While growing up the Lone Oak was part of our lexicon. It is the only oak tree on our property (hence the name). And it was the location of much of our outdoor play time. Well, we never really played inside. During summer we were outside shoe-less from the moment we woke up until dark. Over twenty years ago my dad drew the picture above, which shows all of the places we explored during the day, and all of his handy work.
The girls recently discovered the Lone Oak and now they cannot visit my dads without going to say hello to the oak tree. It is the coolest tree. It appears to have slid down the hill when it was young and grew on its side, its gnarled roots finding stability grasping onto the side of the hill.
I haven't been out here in years. The branches are much greener than they used to be, filled with moss and lichen.
My dad built this bridge for us when we were the girl's age, so we could play at the Lone Oak after a rainstorm (otherwise there is a stream that cuts off the path to the Lone Oak).

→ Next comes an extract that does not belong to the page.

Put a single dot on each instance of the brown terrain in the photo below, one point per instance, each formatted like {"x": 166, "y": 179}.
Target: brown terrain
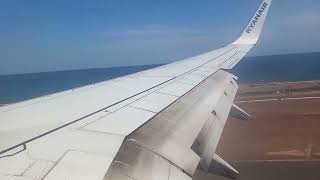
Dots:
{"x": 282, "y": 140}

We took the long way back to the house. When my parents made a living selling avocados it used to be lot more green but you get the idea.
During the walk my dad made a comment about how poor we were growing up. Marla told my dad that it never felt like we were poor. He replied by saying it was all he could ever think about.
"The difference between rich and poor is that the poor do everything with their own hands and the rich hire hands to do things." My parent's vision and hard work gave us the best childhood anyone can ask for. My mom made fresh bread and granola. I didn't know it was because we were poor. I thought it was because it was delicious.
I suppose the only sign of being poor would be not having money, one thing that children just don't think about.